Probably no one but Bloom would identify James Wright’s exquisite “The Blessing” as a religious poem, but damned if he’s not right. This encounter with two ponies, “just off the highway to Rochester, Minnesota,” is as ecstatic as anything Whitman ever wrote, but there’s nothing unearthly or disembodied here: this blessing is physical and emotional. It begins as the speaker sees the ponies’ eyes “darken in kindness.” The poem’s sexuality is obvious, but so is its purity: “I would like to hold the slenderer one in my arms/ … The light breeze moves me to caress her long ear/That is delicate as the skin over a girl’s wrist.” Only in the last three lines does a Whitmanesque spiritual unity with all nature burst forth: “Suddenly I realize/That if I stepped out of my body I would break/Into blossom.”
Many of the more obscure poems Bloom and Zuba have found are obscure for no reason I can see. You’ll thank Bloom for introducing you to a poem by Edith Wharton—who knew?—about lying awake after sex. It not only tells you what sex is ultimately about, but throws in a reference to the end of Dante’s “Divine Comedy” for good measure: “… Seeking each other’s souls … in the depth of unfathomed caresses,/And through the long windings of passion emerging again to the stars…”
That was the second biggest revelation for me. The biggest: Jay Wright, whom Bloom calls “the only peer of Ralph Ellison in African-American literature.” It took just one poem, “The Origin of Mary in a Cathedral Choir,” to sell me. Check this out:
You have come from that different cave life,
out of the springs of distemper and possession.

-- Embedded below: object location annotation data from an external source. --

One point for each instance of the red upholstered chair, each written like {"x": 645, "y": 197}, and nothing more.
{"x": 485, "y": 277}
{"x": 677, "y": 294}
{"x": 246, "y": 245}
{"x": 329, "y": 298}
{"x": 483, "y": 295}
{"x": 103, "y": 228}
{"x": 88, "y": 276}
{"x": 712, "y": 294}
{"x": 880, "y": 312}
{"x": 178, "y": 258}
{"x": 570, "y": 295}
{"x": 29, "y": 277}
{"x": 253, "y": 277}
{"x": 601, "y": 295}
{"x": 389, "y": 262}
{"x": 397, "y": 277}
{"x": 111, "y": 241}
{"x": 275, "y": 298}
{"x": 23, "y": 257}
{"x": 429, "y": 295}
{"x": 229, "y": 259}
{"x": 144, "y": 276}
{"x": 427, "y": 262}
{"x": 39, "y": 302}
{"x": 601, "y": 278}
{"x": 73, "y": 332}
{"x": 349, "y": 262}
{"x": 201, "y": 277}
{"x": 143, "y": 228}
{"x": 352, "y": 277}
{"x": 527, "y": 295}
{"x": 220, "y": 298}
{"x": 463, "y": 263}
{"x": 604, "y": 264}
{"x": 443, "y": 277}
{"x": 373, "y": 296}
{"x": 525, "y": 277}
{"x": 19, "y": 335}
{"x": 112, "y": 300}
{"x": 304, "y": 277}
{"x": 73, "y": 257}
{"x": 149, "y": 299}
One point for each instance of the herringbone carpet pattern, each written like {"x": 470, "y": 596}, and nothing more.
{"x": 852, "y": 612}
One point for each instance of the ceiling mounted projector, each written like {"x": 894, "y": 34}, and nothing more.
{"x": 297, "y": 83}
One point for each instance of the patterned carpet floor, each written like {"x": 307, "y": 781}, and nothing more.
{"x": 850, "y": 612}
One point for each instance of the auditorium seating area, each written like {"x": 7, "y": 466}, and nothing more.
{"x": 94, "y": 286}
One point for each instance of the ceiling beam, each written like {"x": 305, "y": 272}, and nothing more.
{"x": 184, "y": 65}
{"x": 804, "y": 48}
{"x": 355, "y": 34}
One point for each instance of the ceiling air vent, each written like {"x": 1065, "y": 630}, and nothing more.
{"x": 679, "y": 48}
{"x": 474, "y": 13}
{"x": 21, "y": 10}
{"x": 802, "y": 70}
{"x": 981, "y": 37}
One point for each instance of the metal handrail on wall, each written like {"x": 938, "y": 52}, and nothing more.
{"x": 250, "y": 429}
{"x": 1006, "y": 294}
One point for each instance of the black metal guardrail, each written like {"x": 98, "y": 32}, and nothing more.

Lying in a crypt, you gather your strangeness,
waiting to bejewel another city with your ecstasy.
Such rose leaves enfold your words that the king,
as he refuses, must bend to define the light
and hear the modulation in his voice that has gone.
True to the night and the cave’s rejoicing,
you cover his eyes with flame.
I’ve only been through this poem a few times, and it’s as daunting as it is superficially beautiful. I’ve spotted some connections—the rose leaves, for instance, hook up to something earlier and something later, the “modulation” has to do with a section about music that I haven’t quoted here, and the connection between “cave” and “crypt” is clear, though I can’t yet say for sure if they’re the same. (Best guess: no.) Also, I don’t yet know who’s being addressed: maybe Jesus (in which case Herod is the “king”?) but I wouldn’t bet a nickel on any of it right now. Why don’t you get the book and wrestle with it awhile yourself? Even if it ultimately defeats you, you win.